3000 Fans wollen den FCS in Trier unterstützen

Trier. Die Spitze in der Regionalliga Südwest ist breiter geworden. Gleich sechs Teams liegen in der Tabelle ganz dicht beieinander. Mittendrin, der 1. FC Saarbrücken. Aber auch der kommende Gegner. Die Blau-Schwarzen gastieren am Samstag beim SV Eintracht Trier. Der Anpfiff im Moselstadion erfolgt um 14 Uhr.
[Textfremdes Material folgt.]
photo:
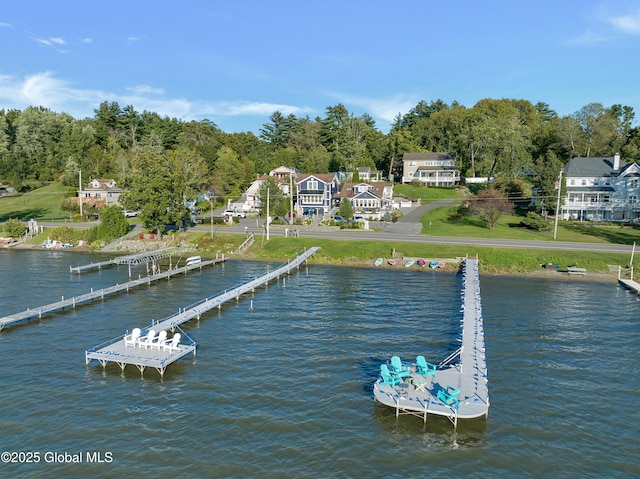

Drei Punkte beträgt aktuell der Abstand zum Tabellenführer. Der FCS verbuchte bislang 20 Zähler auf dem Konto und jagt die Spitze. Gleiches gilt für den kommenden Gastgeber. Trier rangiert mit dem gleichen Punktestand und dem um einen Treffer schlechteren Torverhältnis direkt hinter den Blau-Schwarzen. Perfekte Voraussetzungen für ein stimmungsvolles Derby, zu dem der FCS von knapp 3 000 Anhängern begleitet wird. "In Trier geht es immer heiß her, das durfte ich selbst schon erleben. Das ist eine Atmosphäre, die man als Fußballer auf dem Platz sehr genießen kann, wenn man sich nicht provozieren lässt und seinen Job macht. Das haben wir vor. Wir freuen uns auf das Spiel. Das Team kennt es aus der vergangenen Saison. Es war ein Kampfspiel, ein knappes Ergebnis. Wir rechnen damit, dass es in diesem Jahr genauso ist. Aber wir sind überzeugt, dass wir uns weiterentwickelt haben, dass wir es inzwischen auch ganz gut schaffen, das hat das letzte Spiel gezeigt, eben auch gegen stärkere Gegner unsere Spielphilosophie durchzusetzen. Hoffenheim hat es uns nicht einfach gemacht. Trier hat sich bislang sehr stabil gezeigt. Sie sind mit vorne dabei, das nicht unberechtigt, geben nie auf, sind nicht einfach zu bespielen und haben Schlüsselspieler drin, die man bearbeiten muss. Ich denke, dass schaffen wir, die Qualität haben wir allemal", so Falko Götz.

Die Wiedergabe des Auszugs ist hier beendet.